Scott Eases Travel Restrictions In Effort To Boost Summer Tourism
Nearly 20 million residents from 14 states will soon be eligible to travel to Vermont without a quarantine requirement as Gov. Phil Scott looks to provide a boost to a hospitality industry that continues to reel from the effects of COVID-19.
Scott announced during a media briefing Friday that beginning July 1, residents of certain regions in Pennsylvania, New Jersey, Maryland, Delaware, Virginia, West Virginia, Ohio and Washington, D.C. will be able to enter Vermont without having to self-quarantine for 14 days when they arrive.
The quarantine exemption only applies to residents of counties in which the active COVID-19 case count is fewer than 400 people per million. Scott instituted a similar exemption for residents of all six New England states and New York earlier this month.
“By welcoming people from low-risk counties, we can help support our hospitality sector and the thousands of jobs it provides Vermonters,” Scott said.
Scott said Friday that restaurants, hotels and other tourism-reliant businesses desperately need that help.
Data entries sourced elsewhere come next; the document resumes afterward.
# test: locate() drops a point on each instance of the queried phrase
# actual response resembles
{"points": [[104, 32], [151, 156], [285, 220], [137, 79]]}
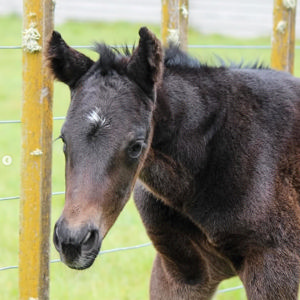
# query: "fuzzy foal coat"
{"points": [[218, 191], [225, 159]]}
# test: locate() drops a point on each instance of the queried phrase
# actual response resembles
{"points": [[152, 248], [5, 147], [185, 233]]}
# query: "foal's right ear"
{"points": [[66, 64]]}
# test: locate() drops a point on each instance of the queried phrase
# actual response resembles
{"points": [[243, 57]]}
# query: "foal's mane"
{"points": [[116, 59]]}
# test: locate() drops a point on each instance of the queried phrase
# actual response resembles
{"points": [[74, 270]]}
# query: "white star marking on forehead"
{"points": [[96, 118]]}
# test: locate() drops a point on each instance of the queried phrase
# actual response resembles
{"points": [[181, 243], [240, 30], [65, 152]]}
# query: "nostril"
{"points": [[55, 238], [90, 239]]}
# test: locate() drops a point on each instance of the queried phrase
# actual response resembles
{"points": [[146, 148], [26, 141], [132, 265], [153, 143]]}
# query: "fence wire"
{"points": [[135, 247]]}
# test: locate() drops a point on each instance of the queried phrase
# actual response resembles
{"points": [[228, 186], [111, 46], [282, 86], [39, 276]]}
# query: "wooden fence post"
{"points": [[283, 38], [36, 153], [174, 23]]}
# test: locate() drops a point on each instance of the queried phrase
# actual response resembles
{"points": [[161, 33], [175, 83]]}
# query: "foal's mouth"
{"points": [[80, 253]]}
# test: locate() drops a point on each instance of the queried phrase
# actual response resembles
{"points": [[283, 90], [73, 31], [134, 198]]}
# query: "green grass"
{"points": [[122, 275]]}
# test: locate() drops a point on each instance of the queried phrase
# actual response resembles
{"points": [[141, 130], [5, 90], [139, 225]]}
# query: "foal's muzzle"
{"points": [[78, 247]]}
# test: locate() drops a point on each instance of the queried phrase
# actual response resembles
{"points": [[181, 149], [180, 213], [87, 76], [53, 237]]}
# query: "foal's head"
{"points": [[107, 132]]}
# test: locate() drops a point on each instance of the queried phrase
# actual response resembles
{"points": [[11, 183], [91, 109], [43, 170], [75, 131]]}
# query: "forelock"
{"points": [[111, 59]]}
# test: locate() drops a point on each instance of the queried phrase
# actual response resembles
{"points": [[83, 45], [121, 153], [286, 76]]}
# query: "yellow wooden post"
{"points": [[283, 38], [183, 23], [36, 152], [174, 23]]}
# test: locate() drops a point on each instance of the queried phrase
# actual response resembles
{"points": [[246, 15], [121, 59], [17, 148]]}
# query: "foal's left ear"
{"points": [[66, 64], [145, 66]]}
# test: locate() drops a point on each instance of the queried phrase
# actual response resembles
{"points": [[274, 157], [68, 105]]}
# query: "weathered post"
{"points": [[174, 23], [36, 152], [283, 38]]}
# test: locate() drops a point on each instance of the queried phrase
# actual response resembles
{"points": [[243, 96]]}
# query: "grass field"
{"points": [[115, 276]]}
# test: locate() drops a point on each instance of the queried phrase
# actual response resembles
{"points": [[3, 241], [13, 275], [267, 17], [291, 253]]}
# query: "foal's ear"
{"points": [[145, 66], [66, 64]]}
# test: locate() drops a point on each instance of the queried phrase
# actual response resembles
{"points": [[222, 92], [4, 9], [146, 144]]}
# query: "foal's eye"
{"points": [[136, 148]]}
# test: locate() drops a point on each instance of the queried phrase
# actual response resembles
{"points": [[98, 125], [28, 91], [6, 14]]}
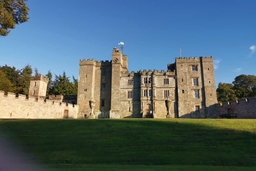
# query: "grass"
{"points": [[142, 144]]}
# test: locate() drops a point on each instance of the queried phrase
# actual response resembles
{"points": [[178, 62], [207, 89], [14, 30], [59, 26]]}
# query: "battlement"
{"points": [[195, 59], [39, 77], [87, 62], [237, 102], [244, 108], [41, 100]]}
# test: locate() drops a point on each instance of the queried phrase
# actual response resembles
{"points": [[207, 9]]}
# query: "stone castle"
{"points": [[107, 90], [186, 89]]}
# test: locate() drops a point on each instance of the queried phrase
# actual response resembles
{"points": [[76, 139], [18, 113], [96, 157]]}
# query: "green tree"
{"points": [[245, 86], [5, 83], [226, 92], [12, 12]]}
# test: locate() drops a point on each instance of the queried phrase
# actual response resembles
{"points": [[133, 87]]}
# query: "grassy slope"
{"points": [[138, 141]]}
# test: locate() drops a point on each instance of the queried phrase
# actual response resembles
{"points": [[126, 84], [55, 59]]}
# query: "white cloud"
{"points": [[238, 70], [253, 49], [216, 63]]}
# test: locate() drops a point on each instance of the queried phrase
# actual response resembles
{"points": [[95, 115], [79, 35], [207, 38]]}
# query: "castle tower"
{"points": [[86, 88], [209, 87], [38, 86], [196, 91], [118, 66]]}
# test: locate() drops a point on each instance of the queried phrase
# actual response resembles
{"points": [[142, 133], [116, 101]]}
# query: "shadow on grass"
{"points": [[137, 141]]}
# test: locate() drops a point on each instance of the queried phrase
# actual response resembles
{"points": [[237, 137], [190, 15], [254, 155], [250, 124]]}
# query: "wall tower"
{"points": [[38, 86]]}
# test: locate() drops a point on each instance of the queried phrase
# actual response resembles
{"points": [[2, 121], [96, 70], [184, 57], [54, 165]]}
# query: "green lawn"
{"points": [[137, 144]]}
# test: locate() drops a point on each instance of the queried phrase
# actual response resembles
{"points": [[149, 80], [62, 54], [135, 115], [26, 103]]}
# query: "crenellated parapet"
{"points": [[39, 77], [20, 97], [244, 108], [193, 59], [95, 62], [17, 106], [87, 62]]}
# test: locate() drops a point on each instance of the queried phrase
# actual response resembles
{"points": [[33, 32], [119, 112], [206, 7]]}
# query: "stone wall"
{"points": [[21, 107], [241, 108]]}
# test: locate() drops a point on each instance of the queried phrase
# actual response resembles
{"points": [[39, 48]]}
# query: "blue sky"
{"points": [[60, 33]]}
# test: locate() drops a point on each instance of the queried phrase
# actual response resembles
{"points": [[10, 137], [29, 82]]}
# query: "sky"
{"points": [[61, 32]]}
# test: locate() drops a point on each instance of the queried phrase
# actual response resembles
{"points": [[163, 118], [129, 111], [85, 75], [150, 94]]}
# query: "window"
{"points": [[194, 68], [197, 108], [145, 93], [145, 80], [129, 94], [103, 72], [130, 82], [166, 93], [197, 94], [166, 81], [103, 87], [149, 80], [150, 93], [195, 82], [102, 102]]}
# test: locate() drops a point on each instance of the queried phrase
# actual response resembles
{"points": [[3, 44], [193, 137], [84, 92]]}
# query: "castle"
{"points": [[106, 89], [186, 89]]}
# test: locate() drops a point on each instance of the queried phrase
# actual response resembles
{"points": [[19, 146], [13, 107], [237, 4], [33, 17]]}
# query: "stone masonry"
{"points": [[107, 90]]}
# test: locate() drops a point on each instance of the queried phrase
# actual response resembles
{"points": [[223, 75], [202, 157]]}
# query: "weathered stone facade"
{"points": [[24, 107], [245, 108], [35, 105], [107, 90]]}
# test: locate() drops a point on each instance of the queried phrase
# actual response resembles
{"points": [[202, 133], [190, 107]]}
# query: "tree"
{"points": [[225, 92], [12, 12], [245, 86], [5, 83]]}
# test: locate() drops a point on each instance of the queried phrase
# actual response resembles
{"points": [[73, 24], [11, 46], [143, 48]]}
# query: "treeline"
{"points": [[242, 87], [18, 80]]}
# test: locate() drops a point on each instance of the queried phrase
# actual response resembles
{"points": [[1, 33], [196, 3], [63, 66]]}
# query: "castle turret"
{"points": [[196, 93], [38, 86], [117, 63]]}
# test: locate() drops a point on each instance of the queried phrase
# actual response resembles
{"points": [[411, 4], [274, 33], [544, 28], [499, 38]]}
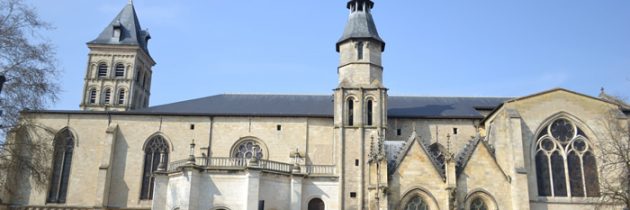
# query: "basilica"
{"points": [[357, 148]]}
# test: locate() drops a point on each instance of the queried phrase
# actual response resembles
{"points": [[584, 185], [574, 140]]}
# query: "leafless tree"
{"points": [[26, 158], [27, 60], [615, 161]]}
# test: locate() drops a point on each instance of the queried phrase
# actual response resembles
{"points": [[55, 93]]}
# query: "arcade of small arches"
{"points": [[351, 111]]}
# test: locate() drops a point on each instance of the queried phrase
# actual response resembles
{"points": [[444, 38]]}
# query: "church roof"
{"points": [[322, 106], [360, 25], [131, 32]]}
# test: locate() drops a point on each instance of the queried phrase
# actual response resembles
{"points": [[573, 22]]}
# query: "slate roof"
{"points": [[322, 106], [131, 33], [360, 25]]}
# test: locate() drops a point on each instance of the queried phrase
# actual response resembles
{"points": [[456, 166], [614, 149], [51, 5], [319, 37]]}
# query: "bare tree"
{"points": [[615, 161], [27, 60], [26, 158]]}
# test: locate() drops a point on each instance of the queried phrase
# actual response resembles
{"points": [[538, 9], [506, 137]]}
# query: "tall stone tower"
{"points": [[360, 108], [118, 73]]}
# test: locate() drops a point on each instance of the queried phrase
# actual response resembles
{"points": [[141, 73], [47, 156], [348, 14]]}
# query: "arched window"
{"points": [[121, 96], [370, 113], [92, 96], [359, 50], [62, 160], [565, 164], [138, 75], [107, 96], [416, 203], [154, 149], [248, 149], [102, 70], [120, 70], [316, 204], [478, 204], [350, 111]]}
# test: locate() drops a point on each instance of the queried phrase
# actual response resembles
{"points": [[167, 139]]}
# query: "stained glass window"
{"points": [[350, 112], [248, 149], [478, 204], [316, 204], [102, 70], [62, 160], [153, 150], [416, 204], [565, 165], [120, 70], [370, 112]]}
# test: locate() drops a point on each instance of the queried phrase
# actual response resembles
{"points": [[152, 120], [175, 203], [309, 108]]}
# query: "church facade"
{"points": [[356, 149]]}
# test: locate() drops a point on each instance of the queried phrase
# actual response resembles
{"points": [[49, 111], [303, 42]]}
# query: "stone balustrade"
{"points": [[228, 163]]}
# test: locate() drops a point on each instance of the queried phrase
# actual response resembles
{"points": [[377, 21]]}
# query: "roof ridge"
{"points": [[430, 96], [272, 94]]}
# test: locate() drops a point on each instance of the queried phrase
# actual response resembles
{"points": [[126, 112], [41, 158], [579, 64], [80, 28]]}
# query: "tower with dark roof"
{"points": [[360, 106], [118, 73]]}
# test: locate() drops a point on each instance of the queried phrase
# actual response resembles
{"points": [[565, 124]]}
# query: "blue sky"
{"points": [[434, 48]]}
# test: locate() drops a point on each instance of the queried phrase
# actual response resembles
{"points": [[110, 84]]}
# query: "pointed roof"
{"points": [[360, 24], [404, 150], [614, 99], [130, 30]]}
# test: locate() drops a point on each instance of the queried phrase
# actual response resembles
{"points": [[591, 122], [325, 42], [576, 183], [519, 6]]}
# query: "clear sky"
{"points": [[434, 48]]}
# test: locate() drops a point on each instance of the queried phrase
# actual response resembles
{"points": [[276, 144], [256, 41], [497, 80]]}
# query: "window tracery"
{"points": [[120, 70], [478, 204], [565, 165], [350, 104], [248, 149], [316, 204], [107, 96], [416, 203], [370, 112], [92, 96], [154, 149], [62, 160], [102, 70]]}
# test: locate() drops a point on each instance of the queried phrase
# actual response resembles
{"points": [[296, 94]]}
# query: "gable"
{"points": [[415, 160], [552, 101], [481, 163]]}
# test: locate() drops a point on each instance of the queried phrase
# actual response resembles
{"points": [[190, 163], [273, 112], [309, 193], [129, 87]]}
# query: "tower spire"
{"points": [[360, 23]]}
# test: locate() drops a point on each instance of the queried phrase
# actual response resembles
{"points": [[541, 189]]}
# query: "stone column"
{"points": [[519, 186], [253, 189], [105, 168], [160, 191], [296, 192]]}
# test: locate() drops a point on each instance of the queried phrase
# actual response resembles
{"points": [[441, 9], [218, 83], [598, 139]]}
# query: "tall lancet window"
{"points": [[565, 163], [350, 112], [121, 96], [360, 50], [154, 148], [102, 70], [62, 160], [92, 96], [107, 96], [370, 113]]}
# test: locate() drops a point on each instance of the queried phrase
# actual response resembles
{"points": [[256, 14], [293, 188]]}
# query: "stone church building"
{"points": [[357, 148]]}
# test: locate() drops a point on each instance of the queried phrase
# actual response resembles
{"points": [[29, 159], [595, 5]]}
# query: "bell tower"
{"points": [[360, 110], [118, 73]]}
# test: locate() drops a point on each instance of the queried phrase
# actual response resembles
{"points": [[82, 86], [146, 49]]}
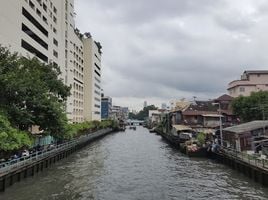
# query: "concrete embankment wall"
{"points": [[31, 167], [258, 174]]}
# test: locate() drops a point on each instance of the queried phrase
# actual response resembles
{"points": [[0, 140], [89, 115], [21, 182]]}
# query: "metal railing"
{"points": [[253, 159], [14, 164]]}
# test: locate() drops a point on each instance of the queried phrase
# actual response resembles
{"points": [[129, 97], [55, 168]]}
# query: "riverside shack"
{"points": [[246, 136]]}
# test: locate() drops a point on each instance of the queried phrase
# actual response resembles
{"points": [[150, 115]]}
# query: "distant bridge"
{"points": [[135, 122]]}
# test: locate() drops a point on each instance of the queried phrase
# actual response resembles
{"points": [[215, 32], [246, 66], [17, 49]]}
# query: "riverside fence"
{"points": [[16, 169]]}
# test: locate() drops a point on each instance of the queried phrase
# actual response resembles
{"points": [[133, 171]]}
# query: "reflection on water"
{"points": [[135, 165]]}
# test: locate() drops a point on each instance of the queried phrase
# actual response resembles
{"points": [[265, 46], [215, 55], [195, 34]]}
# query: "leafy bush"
{"points": [[201, 137], [12, 138]]}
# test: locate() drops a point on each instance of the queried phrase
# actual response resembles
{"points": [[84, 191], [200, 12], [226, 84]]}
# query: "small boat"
{"points": [[133, 127], [152, 130]]}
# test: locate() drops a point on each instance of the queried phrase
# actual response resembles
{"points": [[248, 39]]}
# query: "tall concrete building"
{"points": [[106, 107], [92, 81], [46, 29], [251, 81]]}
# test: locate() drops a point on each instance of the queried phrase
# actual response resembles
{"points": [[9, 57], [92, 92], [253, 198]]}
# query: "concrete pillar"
{"points": [[2, 184]]}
According to the latest data from the Department of Labor, more than 10,000 hospitality-sector workers are unemployed. Scott said they account for 25 percent of total unemployment in the state.
“These businesses still aren’t bringing in enough customers to make ends meet,” Scott said.
Scott said restaurants and hotels are still bound by an order that limits their operations to 50% of total allowable capacity. But he said he hopes to increase that limit as coronavirus numbers allow later this summer.
Update on case clusters
The Department of Health has reported 56 new confirmed cases of COVID-19 over the past week, and Commissioner of Financial Regulation Michael Pieciak said Friday that 35 of those cases are associated with outbreaks or clusters in Chittenden County, Windham County and Fair Haven.
“We should expect to continue to see these sorts of situations as we continue to reopen the economy, and it only reinforces how important testing, contact tracing, and isolation policies are to staying ahead of these situations,” Pieciak said.
Pieciak, however, said the forecasted growth rate of COVID-19 in Vermont remains in line with best-case projections. The percentage of people reporting COVID-like symptoms to health care providers, the daily growth rate in cases, and the percentage of COVID-19 tests coming back positive, according to Pieciak, are all well below thresholds that would trigger concern about a resurgence of the virus in Vermont.
“The most recent Vermont forecast shows that we can continue to expect low-level case growth over the next two weeks,” Pieciak said.
Commissioner of Health Mark Levine said a cluster of cases in Windham County, first identified last week, is “essentially” confined to a single family.
"The most recent Vermont forecast shows that we can continue to expect low-level case growth over the next two weeks," - Michael Pieciak, commissioner of Financial Regulation
He said a second cluster in Fair Haven has led to 12 confirmed cases so far, all connected to a single worksite that Levine would not identify. Levine said 10 of those 12 cases involve New York residents who work in Vermont.
“I know people are interested in the workplace itself, and I have to say again that I cannot convey the name of the worksite as that would be identifying to the individuals that work there,” Levine said.
New CDC advisories
Levine also discussed new advisories from the Centers for Disease Control related to additional populations that may be at higher risk of severe illness from COVID-19. Levine said new data suggests that people who are obese, have chronic kidney disease or sickle cell disease may be at greater risk of serious illness or death from COVID-19.
He said the data also show a potentially increased risk for women who are pregnant, “and possible more risk of complication like premature birth.”
“It doesn’t mean a mass message: ‘Don’t get pregnant. Be fearful if you are pregnant,’” Levine said. “It’s just … you may want to make your (coronavirus) exposure budget err on the side of much less exposure because of that.”